Sens. Elizabeth Warren and Amy Klobuchar, Sen. Cory Booker and former Mayor Pete Buttigieg – all of whom mounted their own campaigns for the Democratic presidential nomination, will also speak at the convention.

Also slated to deliver speeches will be former President Bill Clinton on Tuesday and former Secretary of State and Democratic presidential nominee in 2016 Hillary Clinton on Wednesday.

The future of the party will be represented by New York Congresswoman Alexandria Ocasio-Cortez on Tuesday, although it has been leaked that she will be accorded only 60 seconds to deliver her remarks, something that she alluded to on Twitter by citing the poem “God’s Minute” by the late African American activist Dr. Benjamin Mays, a commentary on the brevity of life.

“I only have a minute. Sixty seconds in it. Forced upon me, I did not choose it, But I know that I must use it,” the poem reads. “Give account if I abuse it. Suffer if I lose it. Only a tiny little minute, But eternity is in it,” Ocasio-Cortez posted.

Ocasio-Cortez will be one of the six Hispanic speakers among the 49 orators who will address the convention – and viewers nationwide – on its four nights, and that scarcity of Latinos on the rostrum has sparked criticism, above all because in 2020 Latinos for the first time will represent the country’s largest minority, having recently surpassed African Americans.

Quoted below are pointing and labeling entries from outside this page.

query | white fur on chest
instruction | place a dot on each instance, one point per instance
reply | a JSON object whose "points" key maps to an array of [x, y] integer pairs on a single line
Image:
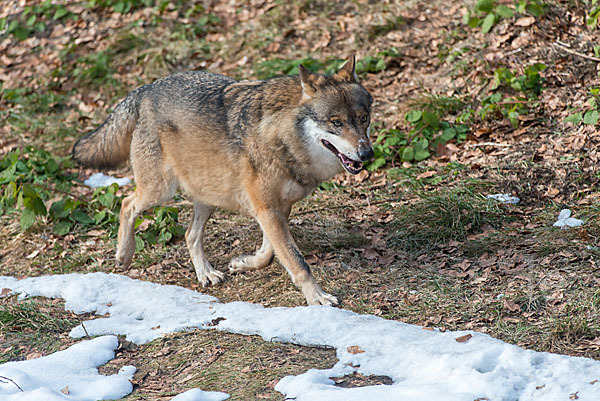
{"points": [[325, 164]]}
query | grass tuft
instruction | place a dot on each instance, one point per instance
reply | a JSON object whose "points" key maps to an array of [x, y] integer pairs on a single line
{"points": [[444, 215]]}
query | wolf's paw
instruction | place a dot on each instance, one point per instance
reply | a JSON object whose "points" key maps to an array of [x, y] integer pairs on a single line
{"points": [[123, 261], [316, 296], [250, 262], [210, 277], [239, 264]]}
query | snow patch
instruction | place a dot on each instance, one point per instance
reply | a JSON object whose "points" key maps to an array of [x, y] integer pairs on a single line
{"points": [[505, 198], [423, 365], [196, 394], [102, 180], [565, 220], [73, 368]]}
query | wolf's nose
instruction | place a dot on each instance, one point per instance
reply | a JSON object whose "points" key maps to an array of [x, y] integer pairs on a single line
{"points": [[365, 153]]}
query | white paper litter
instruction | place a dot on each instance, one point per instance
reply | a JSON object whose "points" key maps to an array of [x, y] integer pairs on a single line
{"points": [[565, 220], [424, 365], [505, 198], [102, 180], [196, 394]]}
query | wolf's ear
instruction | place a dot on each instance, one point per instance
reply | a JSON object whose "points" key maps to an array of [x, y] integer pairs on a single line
{"points": [[347, 73], [308, 81]]}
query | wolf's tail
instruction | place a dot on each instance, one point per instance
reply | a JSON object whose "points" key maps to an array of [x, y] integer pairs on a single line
{"points": [[108, 145]]}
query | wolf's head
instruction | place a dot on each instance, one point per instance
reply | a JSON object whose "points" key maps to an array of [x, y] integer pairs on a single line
{"points": [[336, 116]]}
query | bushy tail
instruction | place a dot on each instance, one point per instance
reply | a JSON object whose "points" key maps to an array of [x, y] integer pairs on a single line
{"points": [[108, 146]]}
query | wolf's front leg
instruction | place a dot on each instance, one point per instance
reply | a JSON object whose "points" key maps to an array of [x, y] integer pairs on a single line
{"points": [[275, 227], [260, 260], [206, 273]]}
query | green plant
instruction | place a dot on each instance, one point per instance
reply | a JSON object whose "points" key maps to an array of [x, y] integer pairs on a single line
{"points": [[122, 6], [523, 91], [444, 215], [278, 66], [590, 114], [27, 316], [593, 14], [34, 19], [487, 13], [33, 179], [426, 131], [162, 227]]}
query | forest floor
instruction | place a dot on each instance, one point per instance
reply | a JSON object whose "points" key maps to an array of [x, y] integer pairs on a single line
{"points": [[460, 114]]}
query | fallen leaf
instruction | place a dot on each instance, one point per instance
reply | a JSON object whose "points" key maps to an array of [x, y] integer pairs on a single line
{"points": [[355, 349], [511, 306], [525, 21], [426, 174], [463, 339], [34, 355]]}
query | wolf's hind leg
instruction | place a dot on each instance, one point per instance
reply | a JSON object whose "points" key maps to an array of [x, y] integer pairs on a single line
{"points": [[153, 186], [206, 273], [131, 208], [262, 258]]}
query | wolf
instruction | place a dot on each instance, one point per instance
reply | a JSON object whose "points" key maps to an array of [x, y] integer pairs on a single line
{"points": [[253, 146]]}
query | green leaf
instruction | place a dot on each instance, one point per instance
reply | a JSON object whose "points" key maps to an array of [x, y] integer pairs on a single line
{"points": [[504, 11], [431, 119], [62, 227], [31, 20], [36, 205], [27, 219], [421, 154], [21, 33], [488, 23], [484, 6], [57, 210], [513, 116], [408, 154], [377, 163], [60, 12], [413, 116], [139, 243], [82, 217], [447, 134], [574, 118], [474, 22], [101, 215], [590, 117]]}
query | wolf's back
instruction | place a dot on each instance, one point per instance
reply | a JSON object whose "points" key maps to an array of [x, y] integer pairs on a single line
{"points": [[108, 146]]}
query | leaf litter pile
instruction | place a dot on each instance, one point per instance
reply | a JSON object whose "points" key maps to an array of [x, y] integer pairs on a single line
{"points": [[471, 100]]}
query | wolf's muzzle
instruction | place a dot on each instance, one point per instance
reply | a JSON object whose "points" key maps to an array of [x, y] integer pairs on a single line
{"points": [[365, 153]]}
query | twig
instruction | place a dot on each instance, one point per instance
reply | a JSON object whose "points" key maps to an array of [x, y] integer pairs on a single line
{"points": [[573, 52], [518, 102], [498, 145], [368, 203], [47, 188], [12, 381], [84, 329]]}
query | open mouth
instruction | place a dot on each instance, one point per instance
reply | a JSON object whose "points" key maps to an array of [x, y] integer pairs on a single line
{"points": [[351, 166]]}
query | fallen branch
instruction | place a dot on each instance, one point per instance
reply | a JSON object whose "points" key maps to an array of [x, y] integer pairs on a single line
{"points": [[367, 203], [575, 53], [2, 378], [498, 145]]}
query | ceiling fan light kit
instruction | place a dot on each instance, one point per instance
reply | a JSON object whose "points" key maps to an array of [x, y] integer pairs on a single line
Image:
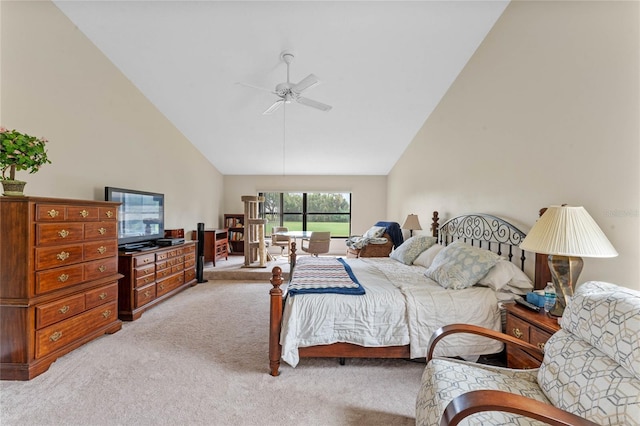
{"points": [[288, 92]]}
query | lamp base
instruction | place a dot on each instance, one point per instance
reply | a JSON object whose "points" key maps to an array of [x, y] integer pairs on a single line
{"points": [[564, 274]]}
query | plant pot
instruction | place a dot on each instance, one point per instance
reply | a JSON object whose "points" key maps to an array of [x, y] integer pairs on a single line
{"points": [[13, 188]]}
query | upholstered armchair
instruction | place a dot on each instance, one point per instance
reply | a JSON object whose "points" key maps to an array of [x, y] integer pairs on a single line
{"points": [[590, 373], [378, 241]]}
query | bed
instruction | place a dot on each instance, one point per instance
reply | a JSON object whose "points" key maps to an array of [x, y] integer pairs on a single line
{"points": [[401, 306]]}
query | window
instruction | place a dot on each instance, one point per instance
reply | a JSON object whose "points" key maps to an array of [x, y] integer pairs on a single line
{"points": [[308, 211]]}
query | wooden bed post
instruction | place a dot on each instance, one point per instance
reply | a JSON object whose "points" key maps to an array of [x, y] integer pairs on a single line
{"points": [[434, 224], [275, 349]]}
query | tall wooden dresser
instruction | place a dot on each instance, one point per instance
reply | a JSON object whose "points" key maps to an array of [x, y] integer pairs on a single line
{"points": [[58, 279]]}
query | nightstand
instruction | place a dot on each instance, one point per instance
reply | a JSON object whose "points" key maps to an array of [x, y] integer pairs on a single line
{"points": [[532, 327]]}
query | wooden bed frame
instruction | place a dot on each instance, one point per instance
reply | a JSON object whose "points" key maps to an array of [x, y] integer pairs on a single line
{"points": [[483, 230]]}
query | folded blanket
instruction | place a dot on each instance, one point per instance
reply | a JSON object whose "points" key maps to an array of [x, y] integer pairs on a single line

Former aspirant for the 2020 Democratic presidential nomination and Housing and Urban Development Secretary Julian Castro, who served in Obama’s cabinet, said in an interview with MSNBC that he was disappointed over the fact that more Latinos were not included on the speaker list. He went on to acknowledge, however, that convention organizers had had to make some tough decisions due to the two-hour television time constraint for each night of the event.

The other Hispanic speakers will include Sen. Catherine Cortez Masto, on Monday, New Mexico Gov. Michelle Lujan Grisham, on Wednesday.

Convention organizers on Sunday announced that they would incorporate a total of 17 young speakers into a single address, dedicating it to the next generation of party leaders.

The key member of that group will be Stacey Abrams, the former candidate for Georgia governor and an activist against voter suppression. Abrams, 46, was on Biden’s short list of VP contenders until his selection of Harris was announced.

The other three Latinos on the speaker list include Yvanna Cancela, the daughter of Cuban immigrants and the first Latina state senator from Nevada; Victoria Neave, a lawyer with Mexican roots and a Texas state lawmaker; and Robert Garcia, the first openly gay mayor of Long Beach, California, who was born in Peru and came to the US when he was five.